See related editorial by Luo and Ellis, http://breast-cancer-research.com/content/12/4/112

Published: 22 June 2010

Abstract

Introduction

Tamoxifen is the most widely prescribed anti-estrogen treatment for patients with estrogen receptor (ER)-positive breast cancer. However, there is still a need for biomarkers that reliably predict endocrine sensitivity in breast cancers and these may well be expressed in a dynamic manner.

Methods

In this study we assessed gene expression changes at multiple time points (days 1, 2, 4, 7, 14) after tamoxifen treatment in the ER-positive ZR-75-1 xenograft model that displays significant changes in apoptosis, proliferation and angiogenesis within 2 days of therapy.

Results

Hierarchical clustering identified six time-related gene expression patterns, which separated into three groups: two with early/transient responses, two with continuous/late responses and two with variable response patterns.

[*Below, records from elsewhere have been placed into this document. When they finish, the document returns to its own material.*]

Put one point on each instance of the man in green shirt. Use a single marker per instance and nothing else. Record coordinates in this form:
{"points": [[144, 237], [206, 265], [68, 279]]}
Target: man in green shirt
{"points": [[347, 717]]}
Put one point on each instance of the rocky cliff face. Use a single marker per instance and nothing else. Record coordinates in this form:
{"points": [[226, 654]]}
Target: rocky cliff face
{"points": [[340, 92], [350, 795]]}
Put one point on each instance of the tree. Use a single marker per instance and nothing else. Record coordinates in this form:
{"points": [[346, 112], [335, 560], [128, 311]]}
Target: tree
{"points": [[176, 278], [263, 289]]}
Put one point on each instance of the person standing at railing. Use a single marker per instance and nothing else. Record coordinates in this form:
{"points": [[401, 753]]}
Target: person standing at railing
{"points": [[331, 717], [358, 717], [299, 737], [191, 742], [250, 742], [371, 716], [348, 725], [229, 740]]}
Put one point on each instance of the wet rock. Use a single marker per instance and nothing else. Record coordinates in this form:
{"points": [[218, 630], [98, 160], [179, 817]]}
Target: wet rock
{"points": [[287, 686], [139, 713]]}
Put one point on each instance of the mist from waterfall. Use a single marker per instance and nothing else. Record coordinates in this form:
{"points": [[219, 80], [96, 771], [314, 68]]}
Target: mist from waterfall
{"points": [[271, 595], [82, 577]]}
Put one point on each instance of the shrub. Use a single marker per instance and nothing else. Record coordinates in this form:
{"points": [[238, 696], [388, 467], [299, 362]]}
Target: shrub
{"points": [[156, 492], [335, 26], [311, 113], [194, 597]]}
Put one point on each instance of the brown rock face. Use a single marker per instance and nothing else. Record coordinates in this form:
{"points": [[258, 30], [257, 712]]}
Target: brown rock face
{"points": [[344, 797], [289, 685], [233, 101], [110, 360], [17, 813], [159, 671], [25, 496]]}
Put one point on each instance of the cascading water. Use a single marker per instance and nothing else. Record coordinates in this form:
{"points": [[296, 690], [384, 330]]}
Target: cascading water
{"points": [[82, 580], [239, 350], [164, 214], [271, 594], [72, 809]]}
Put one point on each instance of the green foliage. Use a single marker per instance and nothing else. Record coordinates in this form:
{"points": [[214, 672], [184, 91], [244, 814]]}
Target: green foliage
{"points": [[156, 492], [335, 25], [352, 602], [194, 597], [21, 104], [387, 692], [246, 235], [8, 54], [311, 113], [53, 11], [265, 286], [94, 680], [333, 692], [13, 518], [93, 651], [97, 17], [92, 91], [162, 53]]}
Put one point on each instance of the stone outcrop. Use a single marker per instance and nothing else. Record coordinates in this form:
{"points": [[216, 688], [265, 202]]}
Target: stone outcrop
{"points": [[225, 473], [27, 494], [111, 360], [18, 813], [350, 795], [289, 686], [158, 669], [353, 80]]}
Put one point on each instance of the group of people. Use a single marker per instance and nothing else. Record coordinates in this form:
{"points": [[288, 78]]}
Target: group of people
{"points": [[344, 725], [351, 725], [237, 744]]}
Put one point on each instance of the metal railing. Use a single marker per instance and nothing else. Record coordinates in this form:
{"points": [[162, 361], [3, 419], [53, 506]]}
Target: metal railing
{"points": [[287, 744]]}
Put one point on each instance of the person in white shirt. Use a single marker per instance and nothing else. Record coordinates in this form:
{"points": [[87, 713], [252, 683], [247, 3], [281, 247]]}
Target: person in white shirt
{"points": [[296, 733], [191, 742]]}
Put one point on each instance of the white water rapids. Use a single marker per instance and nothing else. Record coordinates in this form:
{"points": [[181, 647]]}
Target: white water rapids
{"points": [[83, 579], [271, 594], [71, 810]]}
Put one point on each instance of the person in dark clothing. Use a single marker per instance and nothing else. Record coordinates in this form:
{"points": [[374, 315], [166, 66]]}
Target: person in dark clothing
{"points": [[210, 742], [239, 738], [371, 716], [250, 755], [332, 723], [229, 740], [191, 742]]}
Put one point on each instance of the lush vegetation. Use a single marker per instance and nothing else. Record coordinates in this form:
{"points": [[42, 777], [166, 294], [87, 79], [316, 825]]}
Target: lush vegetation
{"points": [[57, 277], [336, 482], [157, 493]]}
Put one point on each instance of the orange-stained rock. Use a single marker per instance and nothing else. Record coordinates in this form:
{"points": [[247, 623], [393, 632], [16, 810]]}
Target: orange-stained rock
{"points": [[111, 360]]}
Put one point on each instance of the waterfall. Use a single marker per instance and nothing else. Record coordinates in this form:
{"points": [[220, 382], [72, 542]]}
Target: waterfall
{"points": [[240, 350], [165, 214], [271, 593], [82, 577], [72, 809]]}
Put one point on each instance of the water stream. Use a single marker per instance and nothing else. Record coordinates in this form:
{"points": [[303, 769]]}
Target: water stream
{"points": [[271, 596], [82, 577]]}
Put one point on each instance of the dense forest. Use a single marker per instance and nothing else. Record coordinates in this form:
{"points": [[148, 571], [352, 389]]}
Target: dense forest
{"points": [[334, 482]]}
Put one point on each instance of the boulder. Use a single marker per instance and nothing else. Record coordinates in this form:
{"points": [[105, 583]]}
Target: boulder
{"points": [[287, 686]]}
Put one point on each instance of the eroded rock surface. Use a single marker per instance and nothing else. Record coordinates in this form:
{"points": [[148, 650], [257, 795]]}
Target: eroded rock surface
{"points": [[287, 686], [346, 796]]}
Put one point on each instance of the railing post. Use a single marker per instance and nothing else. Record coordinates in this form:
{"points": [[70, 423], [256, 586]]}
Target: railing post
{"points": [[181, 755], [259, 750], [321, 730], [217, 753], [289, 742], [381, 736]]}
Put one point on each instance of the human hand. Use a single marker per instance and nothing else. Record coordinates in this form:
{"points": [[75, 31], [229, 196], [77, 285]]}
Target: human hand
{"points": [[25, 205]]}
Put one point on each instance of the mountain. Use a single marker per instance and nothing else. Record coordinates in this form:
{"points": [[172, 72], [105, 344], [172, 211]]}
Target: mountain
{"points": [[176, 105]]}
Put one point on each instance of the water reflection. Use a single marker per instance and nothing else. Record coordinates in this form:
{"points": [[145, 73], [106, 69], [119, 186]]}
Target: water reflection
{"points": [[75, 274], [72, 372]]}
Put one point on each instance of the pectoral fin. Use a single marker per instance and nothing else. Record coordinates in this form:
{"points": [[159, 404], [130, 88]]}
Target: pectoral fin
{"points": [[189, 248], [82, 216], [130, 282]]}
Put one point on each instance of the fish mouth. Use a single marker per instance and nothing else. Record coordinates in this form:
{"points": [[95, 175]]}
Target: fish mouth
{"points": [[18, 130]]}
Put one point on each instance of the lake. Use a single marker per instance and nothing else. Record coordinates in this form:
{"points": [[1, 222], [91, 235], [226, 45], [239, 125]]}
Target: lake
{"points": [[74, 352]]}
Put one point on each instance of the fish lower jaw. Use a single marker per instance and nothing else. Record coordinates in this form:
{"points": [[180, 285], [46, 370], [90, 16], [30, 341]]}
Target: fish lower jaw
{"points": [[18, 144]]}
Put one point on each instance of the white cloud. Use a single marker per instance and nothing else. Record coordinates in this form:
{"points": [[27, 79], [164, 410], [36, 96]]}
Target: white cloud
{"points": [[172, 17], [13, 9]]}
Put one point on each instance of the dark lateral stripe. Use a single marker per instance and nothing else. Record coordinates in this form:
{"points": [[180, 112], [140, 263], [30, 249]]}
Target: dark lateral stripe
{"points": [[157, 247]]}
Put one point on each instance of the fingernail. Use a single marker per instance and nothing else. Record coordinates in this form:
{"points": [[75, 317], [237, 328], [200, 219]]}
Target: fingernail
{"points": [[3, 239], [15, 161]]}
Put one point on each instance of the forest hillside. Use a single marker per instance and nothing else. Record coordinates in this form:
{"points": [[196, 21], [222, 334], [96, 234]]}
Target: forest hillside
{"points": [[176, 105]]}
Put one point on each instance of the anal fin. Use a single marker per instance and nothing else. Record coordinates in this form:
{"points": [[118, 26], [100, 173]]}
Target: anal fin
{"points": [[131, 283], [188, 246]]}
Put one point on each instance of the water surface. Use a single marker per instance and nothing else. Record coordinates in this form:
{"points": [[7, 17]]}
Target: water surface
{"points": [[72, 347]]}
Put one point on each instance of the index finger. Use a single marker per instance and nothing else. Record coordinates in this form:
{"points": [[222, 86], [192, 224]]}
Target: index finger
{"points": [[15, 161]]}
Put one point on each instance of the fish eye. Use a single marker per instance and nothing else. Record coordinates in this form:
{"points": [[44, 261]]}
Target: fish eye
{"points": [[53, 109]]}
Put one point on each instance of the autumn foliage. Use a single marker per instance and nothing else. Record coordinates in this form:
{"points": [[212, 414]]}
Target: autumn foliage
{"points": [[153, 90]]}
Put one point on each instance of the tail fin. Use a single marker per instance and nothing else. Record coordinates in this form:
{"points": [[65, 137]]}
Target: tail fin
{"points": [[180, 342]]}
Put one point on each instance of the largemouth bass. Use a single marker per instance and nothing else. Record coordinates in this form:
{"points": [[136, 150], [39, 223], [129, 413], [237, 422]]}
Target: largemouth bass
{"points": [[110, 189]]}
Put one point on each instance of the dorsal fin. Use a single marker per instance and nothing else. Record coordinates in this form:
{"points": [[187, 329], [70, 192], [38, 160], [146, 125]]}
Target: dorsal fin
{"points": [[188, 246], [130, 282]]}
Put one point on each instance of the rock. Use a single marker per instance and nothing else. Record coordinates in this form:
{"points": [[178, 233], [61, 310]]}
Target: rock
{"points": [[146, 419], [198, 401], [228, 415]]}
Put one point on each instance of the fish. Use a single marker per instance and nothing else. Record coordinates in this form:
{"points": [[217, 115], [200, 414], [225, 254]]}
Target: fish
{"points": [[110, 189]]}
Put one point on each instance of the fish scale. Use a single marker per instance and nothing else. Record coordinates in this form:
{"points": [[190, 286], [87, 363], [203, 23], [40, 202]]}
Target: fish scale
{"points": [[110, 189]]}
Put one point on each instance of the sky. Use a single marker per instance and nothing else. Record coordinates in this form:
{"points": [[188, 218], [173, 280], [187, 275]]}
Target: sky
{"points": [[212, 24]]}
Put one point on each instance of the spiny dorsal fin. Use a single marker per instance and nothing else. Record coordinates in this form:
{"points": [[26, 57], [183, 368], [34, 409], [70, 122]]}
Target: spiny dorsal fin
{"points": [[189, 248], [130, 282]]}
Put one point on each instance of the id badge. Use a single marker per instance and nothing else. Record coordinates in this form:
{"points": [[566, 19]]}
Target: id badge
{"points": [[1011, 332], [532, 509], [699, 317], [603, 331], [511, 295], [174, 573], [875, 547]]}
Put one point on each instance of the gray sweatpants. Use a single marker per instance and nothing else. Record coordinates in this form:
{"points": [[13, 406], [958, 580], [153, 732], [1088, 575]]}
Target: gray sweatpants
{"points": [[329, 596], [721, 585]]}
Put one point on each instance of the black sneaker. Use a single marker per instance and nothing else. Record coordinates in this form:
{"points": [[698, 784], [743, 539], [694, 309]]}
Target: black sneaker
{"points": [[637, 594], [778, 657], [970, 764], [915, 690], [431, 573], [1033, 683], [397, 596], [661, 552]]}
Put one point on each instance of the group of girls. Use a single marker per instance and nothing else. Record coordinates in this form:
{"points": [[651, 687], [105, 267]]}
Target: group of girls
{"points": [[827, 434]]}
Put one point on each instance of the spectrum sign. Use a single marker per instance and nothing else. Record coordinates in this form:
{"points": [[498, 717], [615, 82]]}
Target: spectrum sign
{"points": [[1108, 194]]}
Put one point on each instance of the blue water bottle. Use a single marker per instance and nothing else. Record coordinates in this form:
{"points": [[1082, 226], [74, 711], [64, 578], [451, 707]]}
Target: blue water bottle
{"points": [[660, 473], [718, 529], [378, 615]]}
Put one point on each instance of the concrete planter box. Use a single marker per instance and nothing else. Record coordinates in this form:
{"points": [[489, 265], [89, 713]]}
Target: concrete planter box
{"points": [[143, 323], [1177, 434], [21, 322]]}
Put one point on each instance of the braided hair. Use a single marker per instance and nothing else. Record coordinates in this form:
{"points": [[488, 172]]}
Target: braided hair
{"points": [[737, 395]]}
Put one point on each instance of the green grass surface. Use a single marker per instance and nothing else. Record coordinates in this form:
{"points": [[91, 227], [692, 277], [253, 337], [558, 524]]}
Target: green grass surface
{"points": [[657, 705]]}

The early/transient response represented reductions in many genes that are involved in cell cycle and proliferation (e.g. BUB1B, CCNA2, CDKN3, MKI67, UBE2C), whereas the continuous/late changed genes represented the more classical estrogen response genes (e.g. TFF1, TFF3, IGFBP5). Genes and the proteins they encode were confirmed to have similar temporal patterns of expression in vitro and in vivo and correlated with reduction in tumour volume in primary breast cancer. The profiles of genes that were most differentially expressed on days 2, 4 and 7 following treatment were able to predict prognosis, whereas those most changed on days 1 and 14 were not, in four tamoxifen treated datasets representing a total of 404 patients.

Conclusions

Both early/transient/proliferation response genes and continuous/late/estrogen-response genes are able to predict prognosis of primary breast tumours in a dynamic manner. Temporal expression of therapy-response genes is clearly an important factor in characterising the response to endocrine therapy in breast tumours which has significant implications for the timing of biopsies in neoadjuvant biomarker studies.